A Bandra bungalow. A few startup bets. And endorsement deals that have quietly outlived most of India’s influencer economy.

At 53, Sachin Tendulkar is no longer measured in centuries but in continuity. While active stars chase the volatility of social media engagement, the Master Blaster has crossed the $170 million (approx. Rs 1,415 crore) net worth threshold as per Equentis, proving that in the business of cricket, class isn’t just permanent, it’s compounding.

When trust became the product

There are cricketers who sell performance. Tendulkar sells predictability.

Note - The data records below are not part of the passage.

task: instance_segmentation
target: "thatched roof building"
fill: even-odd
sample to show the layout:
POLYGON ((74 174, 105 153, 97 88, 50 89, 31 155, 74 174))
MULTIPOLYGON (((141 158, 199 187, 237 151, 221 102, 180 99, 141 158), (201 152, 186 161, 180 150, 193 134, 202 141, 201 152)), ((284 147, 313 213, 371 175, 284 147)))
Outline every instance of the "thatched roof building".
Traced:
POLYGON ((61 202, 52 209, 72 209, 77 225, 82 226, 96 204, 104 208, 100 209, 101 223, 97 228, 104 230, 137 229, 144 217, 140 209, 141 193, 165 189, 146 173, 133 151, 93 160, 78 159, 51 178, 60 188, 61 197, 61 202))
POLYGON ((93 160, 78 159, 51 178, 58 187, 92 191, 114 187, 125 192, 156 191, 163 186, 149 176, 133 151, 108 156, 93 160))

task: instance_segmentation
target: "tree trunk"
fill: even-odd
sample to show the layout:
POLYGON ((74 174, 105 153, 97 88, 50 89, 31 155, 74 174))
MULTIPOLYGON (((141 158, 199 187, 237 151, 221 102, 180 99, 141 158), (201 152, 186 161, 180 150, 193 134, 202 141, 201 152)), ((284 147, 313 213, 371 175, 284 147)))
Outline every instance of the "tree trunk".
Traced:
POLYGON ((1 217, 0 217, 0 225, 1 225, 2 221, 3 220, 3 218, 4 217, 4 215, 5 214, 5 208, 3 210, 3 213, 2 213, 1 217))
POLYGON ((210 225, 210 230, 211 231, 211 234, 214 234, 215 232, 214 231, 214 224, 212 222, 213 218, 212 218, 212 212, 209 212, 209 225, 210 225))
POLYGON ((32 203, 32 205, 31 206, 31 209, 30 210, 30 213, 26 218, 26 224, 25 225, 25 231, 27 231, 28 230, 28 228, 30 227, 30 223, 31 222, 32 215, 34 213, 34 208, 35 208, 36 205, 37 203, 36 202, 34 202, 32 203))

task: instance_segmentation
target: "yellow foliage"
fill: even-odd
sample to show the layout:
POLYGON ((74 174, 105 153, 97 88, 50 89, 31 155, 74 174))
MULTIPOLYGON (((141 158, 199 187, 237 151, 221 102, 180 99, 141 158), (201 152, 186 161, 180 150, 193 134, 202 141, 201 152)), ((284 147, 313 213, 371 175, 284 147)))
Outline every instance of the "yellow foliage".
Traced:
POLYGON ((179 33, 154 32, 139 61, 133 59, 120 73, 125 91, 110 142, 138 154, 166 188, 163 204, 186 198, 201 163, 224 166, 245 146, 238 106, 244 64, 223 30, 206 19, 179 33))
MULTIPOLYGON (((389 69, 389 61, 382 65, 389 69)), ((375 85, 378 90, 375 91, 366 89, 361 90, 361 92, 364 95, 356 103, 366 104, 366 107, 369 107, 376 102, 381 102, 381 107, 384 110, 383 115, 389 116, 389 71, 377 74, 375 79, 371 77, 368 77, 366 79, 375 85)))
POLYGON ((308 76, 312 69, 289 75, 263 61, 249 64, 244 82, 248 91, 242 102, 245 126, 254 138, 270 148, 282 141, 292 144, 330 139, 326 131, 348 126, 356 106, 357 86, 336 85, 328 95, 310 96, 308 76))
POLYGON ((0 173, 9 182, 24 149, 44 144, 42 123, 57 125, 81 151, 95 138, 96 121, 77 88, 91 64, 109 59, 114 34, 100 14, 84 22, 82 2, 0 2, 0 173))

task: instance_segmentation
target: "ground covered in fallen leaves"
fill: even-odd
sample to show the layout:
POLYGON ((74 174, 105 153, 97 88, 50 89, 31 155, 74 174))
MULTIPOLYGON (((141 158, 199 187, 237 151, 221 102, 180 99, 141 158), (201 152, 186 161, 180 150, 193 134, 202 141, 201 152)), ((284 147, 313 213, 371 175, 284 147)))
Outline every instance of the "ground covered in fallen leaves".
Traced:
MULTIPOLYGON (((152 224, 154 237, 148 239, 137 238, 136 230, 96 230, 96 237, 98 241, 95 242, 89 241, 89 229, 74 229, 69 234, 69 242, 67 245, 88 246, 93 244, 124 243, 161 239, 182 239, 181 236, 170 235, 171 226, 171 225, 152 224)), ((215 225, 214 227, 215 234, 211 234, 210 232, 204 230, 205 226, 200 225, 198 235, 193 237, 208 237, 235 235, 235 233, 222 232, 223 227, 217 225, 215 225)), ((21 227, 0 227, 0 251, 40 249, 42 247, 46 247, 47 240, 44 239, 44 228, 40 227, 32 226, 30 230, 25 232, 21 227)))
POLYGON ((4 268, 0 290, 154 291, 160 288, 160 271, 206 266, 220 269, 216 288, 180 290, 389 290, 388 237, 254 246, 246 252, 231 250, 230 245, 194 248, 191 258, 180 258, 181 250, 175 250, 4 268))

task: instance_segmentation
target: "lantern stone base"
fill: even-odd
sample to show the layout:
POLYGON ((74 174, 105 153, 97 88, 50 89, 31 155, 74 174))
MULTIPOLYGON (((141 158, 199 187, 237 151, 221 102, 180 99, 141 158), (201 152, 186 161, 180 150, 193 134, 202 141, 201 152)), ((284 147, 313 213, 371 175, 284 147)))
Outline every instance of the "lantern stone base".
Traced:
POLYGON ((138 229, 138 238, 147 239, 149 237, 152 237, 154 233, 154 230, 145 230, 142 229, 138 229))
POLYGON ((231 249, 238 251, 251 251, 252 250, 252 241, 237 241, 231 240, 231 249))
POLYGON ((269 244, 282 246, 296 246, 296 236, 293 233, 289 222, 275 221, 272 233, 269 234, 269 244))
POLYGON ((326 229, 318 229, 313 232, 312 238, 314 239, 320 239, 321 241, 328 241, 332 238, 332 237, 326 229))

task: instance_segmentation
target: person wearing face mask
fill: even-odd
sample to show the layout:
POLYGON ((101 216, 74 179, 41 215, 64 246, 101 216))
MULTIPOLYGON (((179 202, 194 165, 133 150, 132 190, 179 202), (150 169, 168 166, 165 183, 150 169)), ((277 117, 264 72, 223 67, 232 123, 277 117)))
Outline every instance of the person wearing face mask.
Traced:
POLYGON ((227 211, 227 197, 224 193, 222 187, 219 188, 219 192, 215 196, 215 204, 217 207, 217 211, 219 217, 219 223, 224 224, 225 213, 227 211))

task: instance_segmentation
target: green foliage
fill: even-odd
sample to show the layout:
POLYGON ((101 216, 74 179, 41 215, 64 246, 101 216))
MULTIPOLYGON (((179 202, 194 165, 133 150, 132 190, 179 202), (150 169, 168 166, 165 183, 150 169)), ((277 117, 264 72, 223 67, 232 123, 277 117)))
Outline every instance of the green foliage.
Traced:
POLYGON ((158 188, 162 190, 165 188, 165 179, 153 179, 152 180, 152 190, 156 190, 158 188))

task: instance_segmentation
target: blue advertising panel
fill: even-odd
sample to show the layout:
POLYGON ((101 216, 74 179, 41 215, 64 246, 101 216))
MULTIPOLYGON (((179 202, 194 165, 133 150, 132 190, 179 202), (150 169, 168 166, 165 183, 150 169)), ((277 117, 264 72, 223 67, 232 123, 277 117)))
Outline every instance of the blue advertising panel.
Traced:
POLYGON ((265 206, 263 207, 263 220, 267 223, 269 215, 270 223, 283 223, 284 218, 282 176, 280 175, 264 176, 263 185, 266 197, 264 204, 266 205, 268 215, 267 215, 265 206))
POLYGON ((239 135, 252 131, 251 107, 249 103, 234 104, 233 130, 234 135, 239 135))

He continues to anchor a portfolio that includes BMW India, Luminous Power, Tanishq and Apollo Tyres, partnerships that have stretched across decades. There is no reinvention arc here, no rebranding phase, just a stability premium that brands continue to pay for an icon who remains largely insulated from reputational volatility.

The quiet shift into cap tables

The more interesting moves are now happening on cap tables.

Tendulkar’s transition from a fee-for-service endorser to a family-office style allocator has been gradual, but now looks structurally complete. The signals are clear across his recent activity.

His investment in Azad Engineering is frequently referenced in market circles as a case of pre-IPO entry followed by strong post-listing re-rating, a pattern increasingly associated with early celebrity capital in Indian public markets.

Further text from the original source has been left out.